For weeks afterward Julie lay there, tiny but courageous, fighting for each breath and every day of life, while hooked to an array of tubes and wires. I learned to play with her heart by slipping my hands through the sleeves of her incubator to stroke her tiny leg and watch the beats on the monitor slow down, only to speed up again when I stopped. That is the way I spoke to her in those early weeks, telling her that I was falling in love and that I wanted her to live.

And it’s only fitting, after all this time, for her to choose a new loyalty, one that will carry her into her own unknown future surrounded by whatever family she chooses to build. After all, her mother and I won’t last forever.

So, how do I like the boy?

David, the man, is already 35. The truth is, I’ve not had the chance to get to know him that well, to make the time to really acquire a visceral sense of his personality and inner thinking. He certainly has the external trappings — undergraduate and graduate degrees, a job, a reasonably handsome appearance and, most important, he seems to make my daughter happy.

For someone like me, a lawyer and a journalist who has endured a front-row seat to life’s struggles and tragedies, it’s difficult to just answer a simple question without over thinking the possible consequences of it. I often toil to avoid generalizing from the specific, so just because something happened in one situation doesn’t mean it will necessarily happen the same way for others, like my daughter and her new husband.

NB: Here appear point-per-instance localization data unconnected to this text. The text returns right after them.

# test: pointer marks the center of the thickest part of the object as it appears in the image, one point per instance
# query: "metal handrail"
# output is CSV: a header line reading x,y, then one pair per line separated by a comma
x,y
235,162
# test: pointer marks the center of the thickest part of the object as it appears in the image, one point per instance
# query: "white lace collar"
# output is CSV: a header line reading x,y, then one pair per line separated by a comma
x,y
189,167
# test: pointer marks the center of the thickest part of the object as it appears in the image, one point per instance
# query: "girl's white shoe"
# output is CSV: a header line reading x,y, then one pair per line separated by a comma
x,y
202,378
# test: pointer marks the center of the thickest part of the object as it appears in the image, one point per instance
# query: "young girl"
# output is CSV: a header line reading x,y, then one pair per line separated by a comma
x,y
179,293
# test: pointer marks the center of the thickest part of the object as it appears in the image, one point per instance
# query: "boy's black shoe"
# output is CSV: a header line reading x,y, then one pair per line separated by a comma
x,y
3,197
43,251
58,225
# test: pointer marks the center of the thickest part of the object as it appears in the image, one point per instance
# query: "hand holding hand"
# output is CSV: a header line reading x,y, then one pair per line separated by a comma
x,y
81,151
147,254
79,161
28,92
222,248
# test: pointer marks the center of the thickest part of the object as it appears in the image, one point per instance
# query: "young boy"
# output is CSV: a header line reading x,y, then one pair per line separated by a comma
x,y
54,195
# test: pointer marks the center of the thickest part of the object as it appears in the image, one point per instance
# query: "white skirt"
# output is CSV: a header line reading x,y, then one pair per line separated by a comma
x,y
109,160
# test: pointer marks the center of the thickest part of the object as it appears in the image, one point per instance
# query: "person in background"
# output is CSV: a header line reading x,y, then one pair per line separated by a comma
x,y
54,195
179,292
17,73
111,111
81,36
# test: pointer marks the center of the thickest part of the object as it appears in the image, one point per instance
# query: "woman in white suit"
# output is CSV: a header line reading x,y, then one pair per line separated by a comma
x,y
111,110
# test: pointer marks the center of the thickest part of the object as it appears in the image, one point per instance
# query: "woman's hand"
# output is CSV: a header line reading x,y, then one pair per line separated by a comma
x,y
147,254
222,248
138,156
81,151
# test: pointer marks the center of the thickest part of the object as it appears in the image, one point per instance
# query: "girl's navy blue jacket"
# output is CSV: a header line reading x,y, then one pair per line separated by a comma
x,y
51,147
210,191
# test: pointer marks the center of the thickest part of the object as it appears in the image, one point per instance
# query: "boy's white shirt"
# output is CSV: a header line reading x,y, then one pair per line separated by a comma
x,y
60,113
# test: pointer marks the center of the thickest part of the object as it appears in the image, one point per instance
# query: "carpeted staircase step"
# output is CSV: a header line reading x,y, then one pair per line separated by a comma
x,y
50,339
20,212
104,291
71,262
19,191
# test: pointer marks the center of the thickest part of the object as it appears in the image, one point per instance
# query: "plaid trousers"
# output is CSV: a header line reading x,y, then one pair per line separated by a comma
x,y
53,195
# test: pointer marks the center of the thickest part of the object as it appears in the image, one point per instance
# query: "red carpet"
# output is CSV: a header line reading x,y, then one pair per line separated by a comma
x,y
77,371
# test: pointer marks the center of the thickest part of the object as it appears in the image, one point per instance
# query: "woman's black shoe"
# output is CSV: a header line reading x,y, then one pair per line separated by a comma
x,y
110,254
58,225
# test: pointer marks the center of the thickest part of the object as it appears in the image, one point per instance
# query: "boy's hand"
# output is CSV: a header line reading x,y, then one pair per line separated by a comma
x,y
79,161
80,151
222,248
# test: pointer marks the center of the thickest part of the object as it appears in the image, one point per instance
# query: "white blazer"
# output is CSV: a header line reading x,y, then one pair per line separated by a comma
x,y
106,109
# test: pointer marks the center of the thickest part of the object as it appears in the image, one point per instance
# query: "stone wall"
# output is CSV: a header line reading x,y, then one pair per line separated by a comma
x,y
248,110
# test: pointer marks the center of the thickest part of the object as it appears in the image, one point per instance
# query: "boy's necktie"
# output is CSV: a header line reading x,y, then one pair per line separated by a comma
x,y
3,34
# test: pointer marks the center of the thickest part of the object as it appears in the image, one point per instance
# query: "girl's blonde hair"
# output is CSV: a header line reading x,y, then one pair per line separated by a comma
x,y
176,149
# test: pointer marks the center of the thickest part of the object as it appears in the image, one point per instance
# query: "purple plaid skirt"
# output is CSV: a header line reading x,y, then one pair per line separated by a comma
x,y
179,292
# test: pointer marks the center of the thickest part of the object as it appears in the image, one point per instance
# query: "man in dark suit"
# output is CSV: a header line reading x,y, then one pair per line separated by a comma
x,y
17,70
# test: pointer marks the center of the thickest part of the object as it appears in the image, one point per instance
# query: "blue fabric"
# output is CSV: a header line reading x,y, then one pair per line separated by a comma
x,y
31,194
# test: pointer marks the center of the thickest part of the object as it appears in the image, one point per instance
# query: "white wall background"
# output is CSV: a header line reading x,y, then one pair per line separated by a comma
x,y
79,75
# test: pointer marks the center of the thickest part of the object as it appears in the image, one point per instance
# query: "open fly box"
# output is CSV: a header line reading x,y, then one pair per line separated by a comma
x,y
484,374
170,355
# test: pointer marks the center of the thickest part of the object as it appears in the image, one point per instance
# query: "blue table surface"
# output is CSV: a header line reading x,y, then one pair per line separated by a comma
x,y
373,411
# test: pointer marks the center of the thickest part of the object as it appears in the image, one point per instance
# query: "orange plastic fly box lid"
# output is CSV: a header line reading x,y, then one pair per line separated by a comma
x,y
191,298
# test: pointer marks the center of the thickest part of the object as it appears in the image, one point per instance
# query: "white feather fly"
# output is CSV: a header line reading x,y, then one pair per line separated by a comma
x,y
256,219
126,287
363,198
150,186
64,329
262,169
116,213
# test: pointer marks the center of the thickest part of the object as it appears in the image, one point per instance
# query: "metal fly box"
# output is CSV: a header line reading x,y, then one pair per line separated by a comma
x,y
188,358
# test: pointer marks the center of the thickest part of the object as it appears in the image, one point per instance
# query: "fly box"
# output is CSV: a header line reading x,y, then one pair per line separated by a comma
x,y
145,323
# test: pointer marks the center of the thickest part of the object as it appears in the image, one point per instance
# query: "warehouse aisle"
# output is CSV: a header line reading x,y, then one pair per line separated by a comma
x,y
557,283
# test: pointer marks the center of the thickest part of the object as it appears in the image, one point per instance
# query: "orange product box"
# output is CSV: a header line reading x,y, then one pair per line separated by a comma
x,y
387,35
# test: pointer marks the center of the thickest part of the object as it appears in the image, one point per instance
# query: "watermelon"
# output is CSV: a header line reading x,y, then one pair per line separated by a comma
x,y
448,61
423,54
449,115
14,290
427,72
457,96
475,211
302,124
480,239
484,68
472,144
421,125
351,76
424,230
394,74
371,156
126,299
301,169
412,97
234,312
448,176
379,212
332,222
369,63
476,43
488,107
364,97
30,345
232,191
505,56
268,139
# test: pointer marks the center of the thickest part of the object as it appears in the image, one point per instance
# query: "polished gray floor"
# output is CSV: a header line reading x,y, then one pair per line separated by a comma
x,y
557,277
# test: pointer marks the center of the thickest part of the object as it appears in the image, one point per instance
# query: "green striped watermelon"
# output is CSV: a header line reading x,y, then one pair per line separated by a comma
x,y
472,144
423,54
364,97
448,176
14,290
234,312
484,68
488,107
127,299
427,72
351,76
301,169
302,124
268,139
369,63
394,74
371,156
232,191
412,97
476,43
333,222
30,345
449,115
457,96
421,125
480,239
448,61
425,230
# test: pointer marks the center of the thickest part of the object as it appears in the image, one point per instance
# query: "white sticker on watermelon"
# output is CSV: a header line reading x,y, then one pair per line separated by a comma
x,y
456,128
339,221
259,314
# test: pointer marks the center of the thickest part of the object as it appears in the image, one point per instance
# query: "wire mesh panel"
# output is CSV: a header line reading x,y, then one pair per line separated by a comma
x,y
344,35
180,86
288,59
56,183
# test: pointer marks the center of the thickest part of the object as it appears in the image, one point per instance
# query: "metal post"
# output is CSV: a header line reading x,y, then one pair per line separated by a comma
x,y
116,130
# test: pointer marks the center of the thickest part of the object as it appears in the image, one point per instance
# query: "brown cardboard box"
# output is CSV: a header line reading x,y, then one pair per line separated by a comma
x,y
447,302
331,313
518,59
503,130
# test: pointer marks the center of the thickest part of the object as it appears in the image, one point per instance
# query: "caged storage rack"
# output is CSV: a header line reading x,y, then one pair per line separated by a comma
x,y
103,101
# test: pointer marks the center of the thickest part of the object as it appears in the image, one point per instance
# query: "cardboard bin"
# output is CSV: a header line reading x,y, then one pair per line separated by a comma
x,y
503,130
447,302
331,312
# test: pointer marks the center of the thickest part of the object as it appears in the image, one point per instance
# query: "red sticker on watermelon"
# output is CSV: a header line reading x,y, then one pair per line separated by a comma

Their future will play out like everyone else’s, in some unknown way governed in large part by the choices they will make.

So, the man is OK, and I’m looking forward to getting to know him better, to give him the chance to wheedle his way into my heart. After all, love has an infinite potential, and there’s always room for one more.

Michael Jonathan Grinfeld is an associate professor at the Missouri School of Journalism and a co-director of MU’s Center for the Study of Conflict, Law and the Media.